Engineers at Duke University have developed the world’s first fully recyclable printed electronics, eliminating the use of chemicals and replacing them with water in the manufacturing process. This could reduce the electronics industry’s environmental footprint and risks to human health.

Previously, researchers had already demonstrated the possibility of creating fully recyclable printed electronics using three carbon-based inks: semiconducting carbon nanotubes, conductive graphene and insulating nanocellulose. However, the biggest challenge was adapting the process to use only water instead of hazardous chemicals.

To achieve a water-based ink in which the carbon nanotubes were evenly distributed over a surface, the researchers added a detergent-like surfactant. However, the resulting ink did not create a dense enough layer of carbon nanotubes to allow a high current of electrons to pass through.
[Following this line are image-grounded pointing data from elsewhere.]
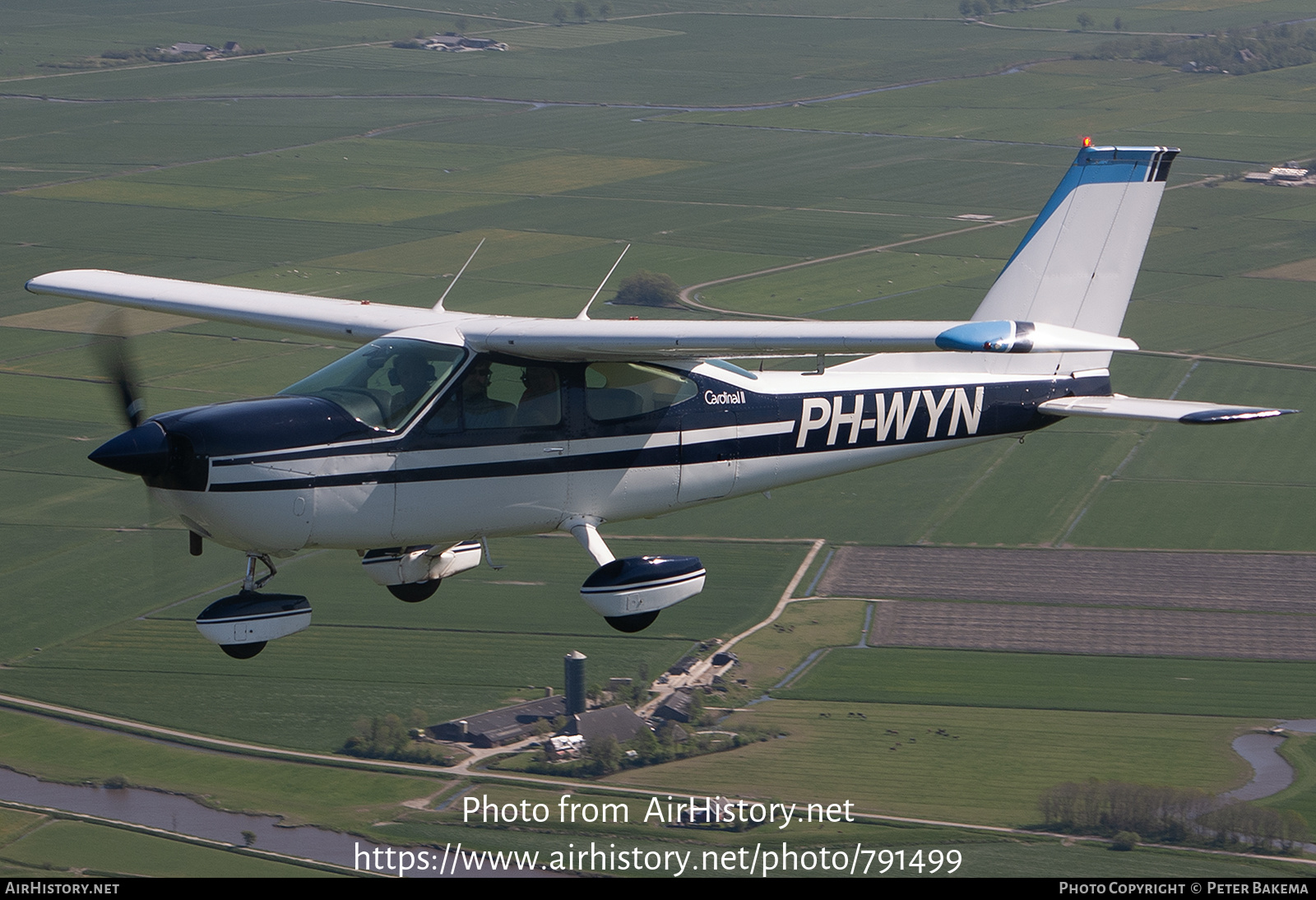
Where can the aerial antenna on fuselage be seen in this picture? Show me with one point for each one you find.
(585, 313)
(438, 307)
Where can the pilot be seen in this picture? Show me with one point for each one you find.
(414, 374)
(540, 403)
(480, 410)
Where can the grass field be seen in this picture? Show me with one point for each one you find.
(107, 851)
(337, 165)
(990, 766)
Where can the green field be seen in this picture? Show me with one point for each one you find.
(337, 165)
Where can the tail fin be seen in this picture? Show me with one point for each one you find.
(1077, 265)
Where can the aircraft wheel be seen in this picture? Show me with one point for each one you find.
(415, 591)
(632, 624)
(243, 650)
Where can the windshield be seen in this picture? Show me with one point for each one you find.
(386, 382)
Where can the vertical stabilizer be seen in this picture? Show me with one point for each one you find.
(1077, 265)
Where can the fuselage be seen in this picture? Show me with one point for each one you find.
(609, 441)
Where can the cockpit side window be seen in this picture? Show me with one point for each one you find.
(618, 391)
(500, 395)
(386, 382)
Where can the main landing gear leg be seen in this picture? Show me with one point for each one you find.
(622, 590)
(250, 583)
(243, 623)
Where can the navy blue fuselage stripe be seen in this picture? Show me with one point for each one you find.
(1007, 408)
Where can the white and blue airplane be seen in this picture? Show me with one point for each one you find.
(447, 429)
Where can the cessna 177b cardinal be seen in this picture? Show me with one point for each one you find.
(447, 428)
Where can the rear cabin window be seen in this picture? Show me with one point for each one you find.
(624, 390)
(385, 382)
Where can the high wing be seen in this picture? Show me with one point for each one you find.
(1054, 311)
(563, 338)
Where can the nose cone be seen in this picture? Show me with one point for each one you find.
(142, 450)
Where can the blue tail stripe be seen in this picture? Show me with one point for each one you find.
(1096, 166)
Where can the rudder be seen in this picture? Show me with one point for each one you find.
(1078, 262)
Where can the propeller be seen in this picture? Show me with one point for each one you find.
(118, 369)
(144, 448)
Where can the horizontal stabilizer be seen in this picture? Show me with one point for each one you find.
(1157, 411)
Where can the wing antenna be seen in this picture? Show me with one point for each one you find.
(438, 307)
(585, 313)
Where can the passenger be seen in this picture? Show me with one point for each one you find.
(541, 404)
(478, 408)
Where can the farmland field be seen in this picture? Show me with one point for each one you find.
(719, 145)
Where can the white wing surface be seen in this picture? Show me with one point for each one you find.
(563, 338)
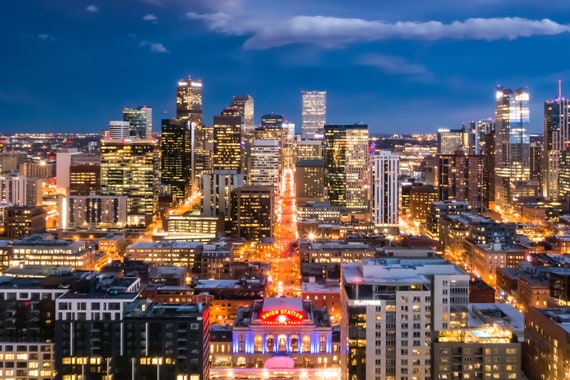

The problem was that the surfactant used to prevent agglomeration of the carbon nanotubes also prevented additional layers from adhering to the first layer. In a traditional process, these surfactants would be removed using high temperatures or harsh chemicals, leading to health and environmental risks.

To overcome this challenge, the research team developed a cyclic process in which the device is rinsed with water, dried with low-temperature heat and reprinted. In addition, the amount of surfactant used in the ink was reduced. With this approach, the researchers succeeded in creating fully functional, recyclable, water-based transistors.

The process also enabled the recovery and reuse of almost 100% of the carbon nanotubes and graphene used in printing, while nanocellulose obtained from wood can be recycled or biodegraded like paper. Although the process uses a significant amount of water, it is less than that required for the toxic chemicals used in traditional manufacturing methods.

Although there is still work to be done, the researchers believe that this method could be applied in the manufacture of other electronic components, such as screens and monitors, which are widely used in today’s society. By demonstrating the feasibility of a more environmentally friendly manufacturing process for electronic components, they hope to inspire the research community to continue working in this direction.

Although the performance of the developed thin-film transistors still falls short of today’s best standards, they are competitive enough to show that further progress towards more environmentally friendly electronic manufacturing processes is possible.